🤖 AI Summary
To address the performance limitations of large language models (LLMs) on domain-specific tasks due to insufficient proprietary knowledge, this paper proposes a weak–strong collaborative reasoning framework: a lightweight, domain-specialized “weak” model generates initial drafts and domain background knowledge, while a powerful general-purpose LLM performs high-level reasoning and refinement. We introduce a novel collaborative feedback mechanism that quantifies the weak model’s contributions and constructs preference pairs, enabling preference alignment via DPO or RLHF—thereby departing from conventional single-model fine-tuning paradigms.
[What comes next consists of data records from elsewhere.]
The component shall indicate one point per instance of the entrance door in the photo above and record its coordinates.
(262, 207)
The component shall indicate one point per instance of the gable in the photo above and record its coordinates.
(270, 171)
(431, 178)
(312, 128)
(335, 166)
Experiments across three professional domains demonstrate that the collaborative framework significantly outperforms single-model baselines; further preference alignment yields consistent performance gains, validating the complementarity, scalability, and efficacy of the proposed approach.
📝 Abstract
Current Large Language Models (LLMs) excel in general reasoning yet struggle with specialized tasks requiring proprietary or domain-specific knowledge. Fine-tuning large models for every niche application is often infeasible due to black-box constraints and high computational overhead. To address this, we propose a collaborative framework that pairs a specialized weak model with a general strong model. The weak model, tailored to specific domains, produces initial drafts and background information, while the strong model leverages its advanced reasoning to refine these drafts, extending LLMs' capabilities to critical yet specialized tasks. To optimize this collaboration, we introduce a collaborative feedback to fine-tunes the weak model, which quantifies the influence of the weak model's contributions in the collaboration procedure and establishes preference pairs to guide preference tuning of the weak model. We validate our framework through experiments on three domains. We find that the collaboration significantly outperforms each model alone by leveraging complementary strengths. Moreover, aligning the weak model with the collaborative preference further enhances overall performance.